Nach Schritten der EU zum Verbot der russischen Staatsmedien RT (Russia Today) und Sputnik ergreifen der Facebook-Konzern Meta, Microsoft, die Video-App Tiktok und andere Massnahmen. Hauptsächlich schränken sie in der Europäischen Union den Zugang zu Inhalten von RT und Sputnik ein.
Facebooks Politik-Chef Nick Clegg schrieb in der Nacht auf heute, dem 1. März, auf Twitter, man habe entsprechende Anfragen von mehreren Regierungen und der EU erhalten. Zu Meta gehört neben der Facebook-Plattform auch die Foto- und Video-App Instagram.

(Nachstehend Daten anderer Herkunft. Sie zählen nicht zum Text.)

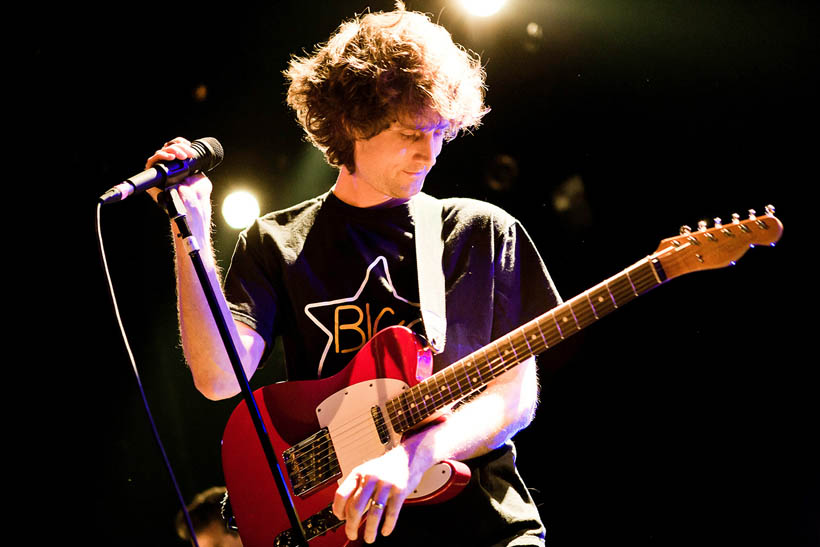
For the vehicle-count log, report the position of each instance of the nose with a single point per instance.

Microsoft will Links zu Inhalten von RT und Sputnik aus den Suchresultaten von Bing ausfiltern. Zudem wird die RT App aus dem Microsoft-Store entfernt.
Verbot russischer Staatsmedien in Europa angekündigt
Zuvor hatte Twitter angekündigt, Nachrichten mit Verbindungen zu russischen, dem Staat nahestehenden Medien mit Warnhinweisen zu versehen. Twitters Verantwortlichem für die Integrität der Plattform, Yoel Roth, zufolge gibt es auf Twitter pro Tag mehr als 45'000 Tweets, die Links zu diesen Medien teilen.
"Unser Produkt sollte es einfach machen, zu verstehen, wer hinter den Inhalten steht und was ihre Motivationen und Absichten sind", erklärte er. Daneben unternehme die Plattform auch Schritte, um die Verbreitung dieser Inhalte auf Twitter deutlich zu reduzieren.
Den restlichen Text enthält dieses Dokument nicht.